3.2 Benchmarking Performance

DeepSeek‑R1 matches or exceeds OpenAI o1‑1217:

Task	DeepSeek‑R1 Score	o1‑1217 Score
AIME 2024	79.8%	~79.2%
MATH‑500	97.3%	~97.3%
Codeforces	Elo 2029 (96.3%)	~2020 (~96%)
MMLU	90.8%	91.8%

It also exceeds OpenAI's codes in dense-model formats and cost efficiency .

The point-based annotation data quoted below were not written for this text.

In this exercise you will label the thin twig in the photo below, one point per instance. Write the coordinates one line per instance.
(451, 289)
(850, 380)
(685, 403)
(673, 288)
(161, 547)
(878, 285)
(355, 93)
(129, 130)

4. Distillation: Scaling Down Without Losing Logic

4.1 Distillation Approach

Using outputs from DeepSeek‑R1, the team distilled reasoning into models ranging from 1.5B to 70B parameters (Qwen2.5 & LLaMA). These dense models uphold robust reasoning in lightweight formats .

4.2 Benchmark Highlights

Qwen‑1.5B: 83.9% on MATH-500
Qwen‑14B: 93.9% on MATH-500
Qwen‑32B: 72.6% (AIME), 94.3% (MATH), 57.2% (LiveCode)
Llama‑70B: 94.5% (MATH), 86.7% (AIME), 57.5% (LiveCode)

Notably, Qwen‑32B surpasses OpenAI‑o1‑mini, and Llama‑70B performs on par or better on coding tasks .

5. Technical Architecture & Innovations

5.1 Mixture-of-Experts Model

DeepSeek‑R1 is built on a 671B parameter MoE architecture, where inference uses ~37B per token—balancing speed and reasoning capacity. Distilled models serve those requiring simpler deployment .

5.2 GRPO-Based Reasoning Training

GRPO compares output samples for coherence and correctness, allowing the model to learn reasoning patterns without explicit chain-of-thought labels .

5.3 Thought Transparency

DeepSeek employs <think>…</think> tags to expose internal reasoning, followed by <answer>…</answer> blocks—aligned with how human reasoning frameworks work .

6. Cost Efficiency & Open-Sourcing Impact

6.1 Training Cost

DeepSeek reports training for about US $6M over two months—dramatically lower than the hundreds of millions spent by some competitors .

6.2 Accessibility

All model weights and APIs are released under the MIT license, empowering community-driven research and distillation. This open-access approach positions DeepSeek as a serious competitor to proprietary giants .

6.3 Open‑Source Ecosystem Catalysts

Follow-up initiatives like Open‑Reasoner‑Zero scale the technique further, and the release of 1.4M reasoning dataset supports broader adoption .

7. Broader Implications & Future Directions

7.1 Emergence of Reasoning via RL

The success of DeepSeek‑R1‑Zero validates that reasoning can develop through RL alone—prompting reevaluation of model development pipelines .

7.2 Toolkit for Developers & Educators

Visible chain-of-thought outputs boost interpretability and offer a foundation for education, code assistants, and research .

7.3 Towards Multi-Modal Agents

Future models may extend to vision, speech, and symbolic reasoning—all under RL‑first architectures.

7.4 Responsible AI & Safety

Transparency in reasoning enables better oversight, essential for deployment in sensitive sectors—especially when combined with human-in-loop systems .

8. Conclusion

DeepSeek’s R1 family represents a quantum leap in reasoning-first LLMs:

DeepSeek‑R1‑Zero proves chain-of-thought can emerge without supervision.
DeepSeek‑R1 refines this reasoning into robust, human-readable outputs rivaling top proprietary models.
Distilled models democratize reasoning power across diverse hardware platforms.

With transparent reasoning, open-source access, and cost-effective RL training, DeepSeek is spearheading a new era in intelligent AI. Whether in research, education, or industry, these models offer unprecedented tools for reasoning-centric applications—an evolution few thought possible in such short order.